Re: doubt

From: Philippe Verdy (verdy_p@wanadoo.fr)
Date: Sat Jan 10 2004 - 08:05:19 EST

  • Next message: Clark Cox: "Confusion about composition"

    From: "Deepak Chand Rathore" <deepakr@aztec.soft.net>
    > Hi all,
    >
    > Compiler internal encoding might affect the encoding of the hardcoded
    > literals with in a source file
    > As a result after compilation we might interpret wrong characters.
    > If we have hardcoded only ascii literals with in the program( source file)
    > and left the compiler encoding to it's default;
    > Is there any possibility that after compilation, in the object file
    > produced, encoding of literals get affected.
    > (as far i know almost all compiler's default encoding( default locale C in
    > C++ ) is ascii compatible)
    > this problem, i am refering wrt C++
    > Are there any other issues related to this subject , any useful links

    In C/C++, a char (or wchar_t) variable can also be used as an integer type.
    This means that the compiler is not allowed to compile something else than
    the specified integer constant (or the character constant coded with '\xHH'
    or '\ooo').

    However things are different for character or string constants (including
    symbolic constants like '\n' but excluding occurences of '\xHH' and '\ooo'
    in strings) that are interpreted and compiled into integers using a
    compile-time conversion from the source charset to the run-time charset
    (both of which are not necessarily ASCII-based). Such literals are handled
    as symbolic to represent unspecified integer values.

    If you think you must have exact numeric identity at run-time (independantly
    of the source or run-time charset) for strings, then use constant arrays of
    integer values or strings completely encoded with '\xNN' or '\ooo' instead
    of symbolic literals like "Abcd" or L"ABCD" (i.e. encode them like
    "\x41\x62\x63\x64" or L"\x41\x62\x63\x64").

    Note that the '\uHHHH' or L'\UHHHHHH' notations uses a compile-time
    conversion from the Unicode charset to the run-time charset. So there's no
    guarantee that the following source-code assertions will be TRUE:
        * ('\u0041' == 0x41) may be false
            if the runtime charset (as specified or infered at compile-time) is
    EBCDIC for example;
        * (L'\U00000041' == 0x41) may be false
            also for the same reason.

    Note that a C/C++ compiler may support the '\uHHHH' or '\UHHHH' symbolic
    notations but may refuse to compile it because there's a conversion error
    (missing mapping) from Unicode to the runtime charset. This case happens for
    example on Windows when not compiling for UNICODE, with the symbolic
    literals '\u0080' or L'\U00000080' which unambiguously designate the first
    C1 control character by its Unicode hexadecimal code point, but which does
    not exist in the runtime ANSI or OEM charset (the runtime charset being
    selected by a compiler option or by some compiler-specific pragmas.). So the
    following may be FALSE:
        * ('\u0041' == '\x41') may be false
            if the runtime charset (as specified or infered at compile-time) is
    EBCDIC for example;
        * (L'\U00000041' == 'x41') may be false
            also for the same reason;

    And the following source-code assertions may be FALSE depending on compiler
    capabilities and compilation options or pragmas (there's no consideration
    here about the source or runtime charsets):
        * ('\xFF' == 0xFF) and ('\377' == 0377) may be false
            if the default char datatype is signed;
        * ('\xFF' == -1) and ('\377' == -1) may be false
            if the default char datatype is unsigned AND has no more than 8
    bits.
        * (L'\xFF' == 0xFF) and (L'\377' == 0377) may be false
            if the default wchar_t datatype is signed AND has no more than 8
    bits only;
        * (L'\xFF' == -1) and (L'\377' == -1) may be false
            if the default wchar_t datatype is unsigned.

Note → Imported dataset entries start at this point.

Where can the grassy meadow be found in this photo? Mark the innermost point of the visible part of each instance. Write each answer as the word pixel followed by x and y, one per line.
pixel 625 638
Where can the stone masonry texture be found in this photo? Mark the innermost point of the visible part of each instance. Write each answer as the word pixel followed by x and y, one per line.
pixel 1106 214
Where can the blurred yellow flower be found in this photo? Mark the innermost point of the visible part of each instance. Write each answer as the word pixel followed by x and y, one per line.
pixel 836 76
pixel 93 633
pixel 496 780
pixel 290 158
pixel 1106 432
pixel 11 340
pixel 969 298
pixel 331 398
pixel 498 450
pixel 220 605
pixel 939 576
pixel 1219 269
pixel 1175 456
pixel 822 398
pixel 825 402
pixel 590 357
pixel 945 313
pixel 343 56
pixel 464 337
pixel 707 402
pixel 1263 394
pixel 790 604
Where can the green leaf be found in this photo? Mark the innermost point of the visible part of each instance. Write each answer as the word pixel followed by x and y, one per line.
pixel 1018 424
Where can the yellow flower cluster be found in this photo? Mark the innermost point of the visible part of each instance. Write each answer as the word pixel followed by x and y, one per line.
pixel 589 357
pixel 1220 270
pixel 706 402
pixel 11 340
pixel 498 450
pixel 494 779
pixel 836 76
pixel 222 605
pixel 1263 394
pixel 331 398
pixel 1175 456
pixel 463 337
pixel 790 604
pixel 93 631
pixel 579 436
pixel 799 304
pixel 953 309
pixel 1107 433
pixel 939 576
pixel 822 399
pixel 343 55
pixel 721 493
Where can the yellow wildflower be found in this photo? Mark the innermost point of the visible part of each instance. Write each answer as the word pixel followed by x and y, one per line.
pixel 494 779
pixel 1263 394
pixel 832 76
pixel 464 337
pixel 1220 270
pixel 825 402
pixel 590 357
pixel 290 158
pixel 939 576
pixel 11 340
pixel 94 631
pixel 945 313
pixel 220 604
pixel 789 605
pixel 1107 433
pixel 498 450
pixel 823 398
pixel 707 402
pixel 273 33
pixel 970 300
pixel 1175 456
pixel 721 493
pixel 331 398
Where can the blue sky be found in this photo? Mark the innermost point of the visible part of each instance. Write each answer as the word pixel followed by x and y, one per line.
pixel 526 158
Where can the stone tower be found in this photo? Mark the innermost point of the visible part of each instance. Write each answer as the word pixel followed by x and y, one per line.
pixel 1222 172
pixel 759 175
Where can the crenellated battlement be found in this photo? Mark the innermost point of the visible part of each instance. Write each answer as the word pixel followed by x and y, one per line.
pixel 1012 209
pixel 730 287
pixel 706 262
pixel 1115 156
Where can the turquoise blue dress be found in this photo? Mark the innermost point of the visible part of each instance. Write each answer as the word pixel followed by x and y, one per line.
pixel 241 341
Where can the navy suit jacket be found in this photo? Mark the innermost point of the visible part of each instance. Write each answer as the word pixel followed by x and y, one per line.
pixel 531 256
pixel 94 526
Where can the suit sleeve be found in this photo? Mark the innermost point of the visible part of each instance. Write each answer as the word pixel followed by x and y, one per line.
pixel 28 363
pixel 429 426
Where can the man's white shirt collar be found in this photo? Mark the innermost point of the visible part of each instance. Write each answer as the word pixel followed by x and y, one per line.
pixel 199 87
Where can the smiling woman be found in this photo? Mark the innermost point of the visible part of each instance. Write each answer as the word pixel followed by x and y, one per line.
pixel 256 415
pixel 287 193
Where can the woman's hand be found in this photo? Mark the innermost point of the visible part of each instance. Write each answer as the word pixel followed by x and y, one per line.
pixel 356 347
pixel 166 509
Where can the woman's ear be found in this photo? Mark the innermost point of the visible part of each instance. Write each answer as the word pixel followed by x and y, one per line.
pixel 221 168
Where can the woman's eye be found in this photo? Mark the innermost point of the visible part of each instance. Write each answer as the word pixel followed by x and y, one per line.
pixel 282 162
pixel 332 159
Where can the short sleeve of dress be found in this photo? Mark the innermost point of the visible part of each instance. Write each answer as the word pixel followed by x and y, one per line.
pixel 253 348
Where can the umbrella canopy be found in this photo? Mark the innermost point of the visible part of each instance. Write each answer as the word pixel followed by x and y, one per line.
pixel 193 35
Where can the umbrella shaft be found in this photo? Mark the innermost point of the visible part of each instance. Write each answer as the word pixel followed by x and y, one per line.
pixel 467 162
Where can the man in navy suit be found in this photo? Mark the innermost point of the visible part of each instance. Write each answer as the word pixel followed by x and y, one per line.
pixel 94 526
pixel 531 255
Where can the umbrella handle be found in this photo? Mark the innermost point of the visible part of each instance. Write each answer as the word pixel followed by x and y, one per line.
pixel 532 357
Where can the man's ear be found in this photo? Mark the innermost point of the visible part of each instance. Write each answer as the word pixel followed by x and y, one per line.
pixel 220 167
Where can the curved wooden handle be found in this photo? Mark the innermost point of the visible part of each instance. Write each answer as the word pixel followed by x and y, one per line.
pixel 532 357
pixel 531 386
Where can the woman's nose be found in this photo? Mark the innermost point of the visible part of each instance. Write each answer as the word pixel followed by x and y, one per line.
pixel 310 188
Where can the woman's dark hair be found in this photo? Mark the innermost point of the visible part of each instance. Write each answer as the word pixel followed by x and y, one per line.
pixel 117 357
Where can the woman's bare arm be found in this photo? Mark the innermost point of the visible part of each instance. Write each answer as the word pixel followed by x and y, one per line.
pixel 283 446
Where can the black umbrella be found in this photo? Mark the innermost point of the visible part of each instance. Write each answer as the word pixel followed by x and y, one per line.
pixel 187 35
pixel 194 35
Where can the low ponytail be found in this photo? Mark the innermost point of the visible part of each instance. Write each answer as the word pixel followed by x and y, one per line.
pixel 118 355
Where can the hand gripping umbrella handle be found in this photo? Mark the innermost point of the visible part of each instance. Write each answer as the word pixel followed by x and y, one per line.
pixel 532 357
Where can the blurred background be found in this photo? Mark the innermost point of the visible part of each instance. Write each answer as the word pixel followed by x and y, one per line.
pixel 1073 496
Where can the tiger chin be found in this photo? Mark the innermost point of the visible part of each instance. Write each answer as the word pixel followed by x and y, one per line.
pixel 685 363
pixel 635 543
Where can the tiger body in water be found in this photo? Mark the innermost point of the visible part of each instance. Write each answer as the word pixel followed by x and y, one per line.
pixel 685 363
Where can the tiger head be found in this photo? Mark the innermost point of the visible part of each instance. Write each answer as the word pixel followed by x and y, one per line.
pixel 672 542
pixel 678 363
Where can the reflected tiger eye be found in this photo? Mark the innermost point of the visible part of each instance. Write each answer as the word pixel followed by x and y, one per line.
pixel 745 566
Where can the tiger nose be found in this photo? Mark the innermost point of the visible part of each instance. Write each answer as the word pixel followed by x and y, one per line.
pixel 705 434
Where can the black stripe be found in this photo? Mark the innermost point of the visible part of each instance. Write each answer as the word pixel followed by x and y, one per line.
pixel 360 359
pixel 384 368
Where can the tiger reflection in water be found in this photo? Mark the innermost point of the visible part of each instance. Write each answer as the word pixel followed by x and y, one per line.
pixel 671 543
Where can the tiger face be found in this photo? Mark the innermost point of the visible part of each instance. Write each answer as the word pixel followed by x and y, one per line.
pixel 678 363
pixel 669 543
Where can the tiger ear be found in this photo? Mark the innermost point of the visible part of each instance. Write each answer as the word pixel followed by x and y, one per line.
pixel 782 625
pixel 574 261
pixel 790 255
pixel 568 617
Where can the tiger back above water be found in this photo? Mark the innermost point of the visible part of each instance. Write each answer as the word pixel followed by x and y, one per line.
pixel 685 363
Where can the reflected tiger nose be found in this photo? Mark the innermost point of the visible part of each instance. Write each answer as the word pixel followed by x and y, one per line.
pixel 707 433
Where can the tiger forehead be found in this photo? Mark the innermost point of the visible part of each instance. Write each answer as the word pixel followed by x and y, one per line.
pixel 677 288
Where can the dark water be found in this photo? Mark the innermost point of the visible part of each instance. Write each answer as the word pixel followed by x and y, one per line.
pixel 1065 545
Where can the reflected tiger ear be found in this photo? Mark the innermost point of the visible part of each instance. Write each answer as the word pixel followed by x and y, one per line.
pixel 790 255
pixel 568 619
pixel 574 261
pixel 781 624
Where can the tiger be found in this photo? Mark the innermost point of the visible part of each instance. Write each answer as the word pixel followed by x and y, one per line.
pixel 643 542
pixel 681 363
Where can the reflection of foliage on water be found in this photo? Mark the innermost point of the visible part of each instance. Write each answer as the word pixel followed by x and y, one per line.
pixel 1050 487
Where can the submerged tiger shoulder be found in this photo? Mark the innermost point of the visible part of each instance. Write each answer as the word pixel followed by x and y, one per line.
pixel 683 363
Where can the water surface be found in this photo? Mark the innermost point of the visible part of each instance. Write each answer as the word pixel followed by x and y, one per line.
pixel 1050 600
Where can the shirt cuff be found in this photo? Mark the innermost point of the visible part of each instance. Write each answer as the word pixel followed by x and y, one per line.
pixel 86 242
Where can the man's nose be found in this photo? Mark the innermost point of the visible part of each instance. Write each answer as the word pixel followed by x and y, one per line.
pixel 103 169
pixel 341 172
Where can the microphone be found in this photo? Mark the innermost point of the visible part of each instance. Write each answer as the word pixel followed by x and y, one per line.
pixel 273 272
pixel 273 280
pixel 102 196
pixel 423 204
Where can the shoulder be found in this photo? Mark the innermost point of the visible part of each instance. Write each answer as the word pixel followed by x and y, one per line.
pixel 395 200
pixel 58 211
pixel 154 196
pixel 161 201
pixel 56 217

    But the following source-code assertions will be all TRUE (there's no
    consideration here also about the source or runtime charsets):
        * ('\x41' == 0x41) and (L'\x41' == 0x41) are true and will compile, if
    the char datatype is at least 7 bits.
        * ('\177' == 0177) and (L'\177' == 0177) are true and will compile, if
    the char datatype is at least 8 bits.
        * ('\0' == 0) and (L'\0' == 0) are always true and will always compile.

    Note however that the following source-code assertions will all be TRUE
    provided they compile:
        * ('\u0041' == L'\U00000041') will be always true if it compiles.
        * ('\u0041' == 'A') will be always true if it compiles.
        * ('\U00000041' == 'A') will be always true if it compiles.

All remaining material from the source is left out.